Ed ecco che l’universalità della poesia e della musica di Georges si manifesta nelle atmosfere mediterranee, che fanno di lui un uomo del Nord, del Sud, del Centro… del Mondo.
Georges Brassens è considerato il cantautore francese più tradotto al mondo, il più difficile da tradurre (composizioni elevate nei testi e nella metrica). Fabrizio De Andrè ha tradotto tra le sue più belle canzoni in italiano, Nanni Svampa le ha tradotte in dialetto milanese, Giorgio Ferigo in friulano, Fausto Amodei in piemontese, Mimmo Mòllica in siciliano, Beppe Chierici in italiano, Vito Carofiglio in barese, Adriano Cozza in dialetto lucano (Il gorilla di Brassens diventa ‘U sciavuort (il montone). E così canzoni come Le gorille (ma non solo) vengono eseguite in occasione di feste di paese, come Brienza, in Basilicata.

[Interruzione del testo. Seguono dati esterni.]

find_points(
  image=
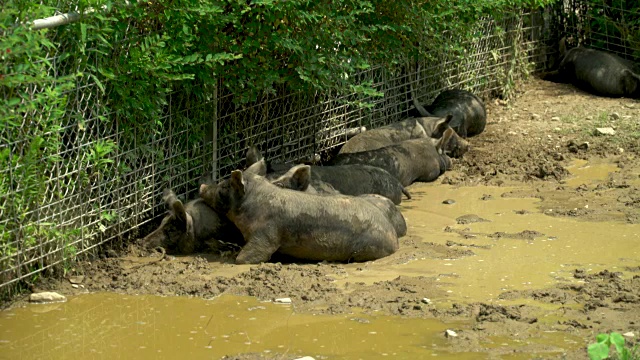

Traduzioni e versioni dialettali sono l’analoga aspirazione di connettersi al mondo di Georges Brassens e tributargli il carattere dell’«universalità» geografica, culturale e sentimentale. Di recente Mimmo Mòllica ha pubblicato «Brassens poeta di campagna», canzoni del grande cantautore francese-lucano tradotte in lingua siciliana e italiana. C’è un filo ‘traduttore’ che lega le canzoni di Georges Brassens e le diverse versioni (e traduzioni) in più lingue e dialetti: è la poesia, che abbraccia intimamente la musica.
Non è più un mistero, l’intelligenza si eredita dalla madre. Lo afferma la scienza e il genio di Georges Brassens lo conferma. Si eredita anche dalla ‘madre terra’!